Wednesday, November 13, 2013

A Few of James Joyce's Tips for Writing and Art



Around a hundred years ago, nerdy and pretentious little James Joyce read Aquinas and Aristotle then penned some of the most intriguing definitions for what art should be, and I think it’s worth remembering a few of his key points.

Static vs. Kinetic: Joyce asserts that pornographic art moves the reader in a kinetic fashion by pushing only one emotion or idea the way that porn has a single clear reaction in mind.  On the other hand static art, the finer art, pulls the reader in several directions so that he is tethered from so many places he cannot move. The dark and the light. The joy and the pain. The humor and the sadness. The infinitely brilliant and the infinitely stupid. While writers are constantly encouraged to make an audience FEEL, the best writers don’t limit that feeling to a single emotion. Is your work only a fun work? Sad work? What could you do to tease out other sentiments?

Great art has Aquinas’s principles: Wholeness, harmony, and radiance.

Wholeness: “The work should be selfbounded and selfcontained upon the immeasurable background of space or time which it is not.” Essentially, are you writing to a trend? Could the work stand alone or does it require a movement to support it?

Harmony: “You apprehend it as a complex, multiple, divisible, separable, made up of its parts, the result of their parts and their sum, harmonious.” Does your work have subplots/smaller character arcs working individually whose rhythms/peaks are timed to enhance the key driving force? Does the setting work both individually and enhance the tenor of the piece? Do all of those pieces feel cohesive?

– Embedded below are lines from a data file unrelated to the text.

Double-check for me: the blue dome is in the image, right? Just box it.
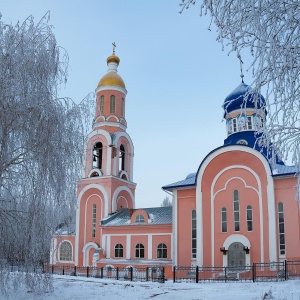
[223,82,266,117]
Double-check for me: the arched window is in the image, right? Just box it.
[110,95,116,114]
[93,142,103,169]
[92,204,96,237]
[135,244,145,258]
[115,244,123,257]
[233,190,240,231]
[232,119,237,132]
[121,98,125,117]
[119,145,126,171]
[247,116,252,130]
[135,215,145,223]
[157,243,167,258]
[192,210,197,258]
[221,207,227,232]
[99,95,104,113]
[247,205,253,231]
[278,202,285,255]
[59,241,72,261]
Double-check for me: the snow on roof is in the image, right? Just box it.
[100,206,172,226]
[55,223,76,235]
[162,164,297,190]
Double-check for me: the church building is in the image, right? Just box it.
[50,51,300,274]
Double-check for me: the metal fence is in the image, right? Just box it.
[4,260,300,283]
[44,265,165,283]
[173,261,300,283]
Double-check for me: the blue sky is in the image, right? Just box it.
[0,0,247,207]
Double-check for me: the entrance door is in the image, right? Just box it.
[227,242,246,270]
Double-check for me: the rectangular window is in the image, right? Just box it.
[221,207,227,232]
[247,116,252,130]
[121,98,125,117]
[278,202,285,255]
[232,119,236,132]
[92,204,96,237]
[99,96,104,113]
[247,205,253,231]
[110,95,116,114]
[233,190,240,231]
[192,210,197,258]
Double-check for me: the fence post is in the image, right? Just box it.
[284,259,288,280]
[161,267,165,283]
[173,266,176,282]
[130,267,133,281]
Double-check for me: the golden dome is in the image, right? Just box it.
[106,54,120,64]
[98,71,125,89]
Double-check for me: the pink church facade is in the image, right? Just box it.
[50,52,300,274]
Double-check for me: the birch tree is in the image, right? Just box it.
[180,0,300,168]
[0,13,90,290]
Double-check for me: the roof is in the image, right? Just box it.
[223,82,266,116]
[100,206,172,226]
[98,71,125,89]
[162,172,197,190]
[162,145,297,190]
[55,223,76,235]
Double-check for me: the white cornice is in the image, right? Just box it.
[95,85,127,95]
[93,121,127,130]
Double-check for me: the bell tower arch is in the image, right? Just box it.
[76,50,136,264]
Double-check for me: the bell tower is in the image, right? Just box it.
[76,48,136,265]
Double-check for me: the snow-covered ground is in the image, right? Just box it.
[0,275,300,300]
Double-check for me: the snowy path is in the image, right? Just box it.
[0,276,300,300]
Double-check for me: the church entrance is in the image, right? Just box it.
[227,242,246,270]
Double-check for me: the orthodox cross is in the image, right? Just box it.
[112,42,117,55]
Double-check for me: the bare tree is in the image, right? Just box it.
[181,0,300,168]
[0,13,90,292]
[161,196,172,207]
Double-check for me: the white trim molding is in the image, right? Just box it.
[111,186,135,212]
[196,145,277,265]
[75,183,108,265]
[223,234,251,267]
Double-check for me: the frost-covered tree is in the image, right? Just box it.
[181,0,300,168]
[0,13,89,277]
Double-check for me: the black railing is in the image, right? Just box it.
[44,265,165,283]
[173,261,300,283]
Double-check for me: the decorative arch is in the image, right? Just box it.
[82,242,99,266]
[117,196,129,210]
[196,145,277,265]
[211,165,264,265]
[114,131,134,181]
[84,129,112,174]
[75,183,109,265]
[119,170,129,181]
[84,194,104,243]
[112,186,135,212]
[58,240,74,261]
[223,234,251,266]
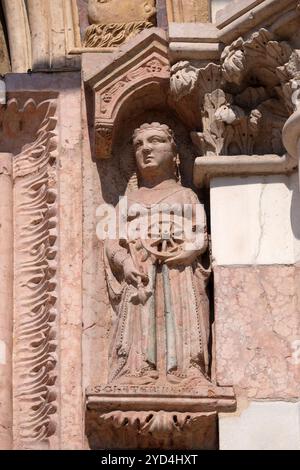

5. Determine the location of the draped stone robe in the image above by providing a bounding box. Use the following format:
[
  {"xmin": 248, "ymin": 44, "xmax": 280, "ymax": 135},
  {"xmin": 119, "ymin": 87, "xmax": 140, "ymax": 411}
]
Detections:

Radiance: “You see that thing which it is and no other thing. The radiance is the scholastic quidditas, the whatness of a thing.” This one is by far the toughest. Is your work really unique? Could it have been written by anyone else? And, more importantly, does that shine? I have no other questions to ask for this one, but as Malcolm Gladwell suggests in his book Outliers that it will take about ten thousand hours of practice to create what Joyce might call “radiance.”

1 comment:

  1. Ah, the art of writing. So much time and effort goes into the words and then shaping them into a story. Not so sure writing is as lucky as art - art is timeless, but writing is often shaped more by the time in which it was written.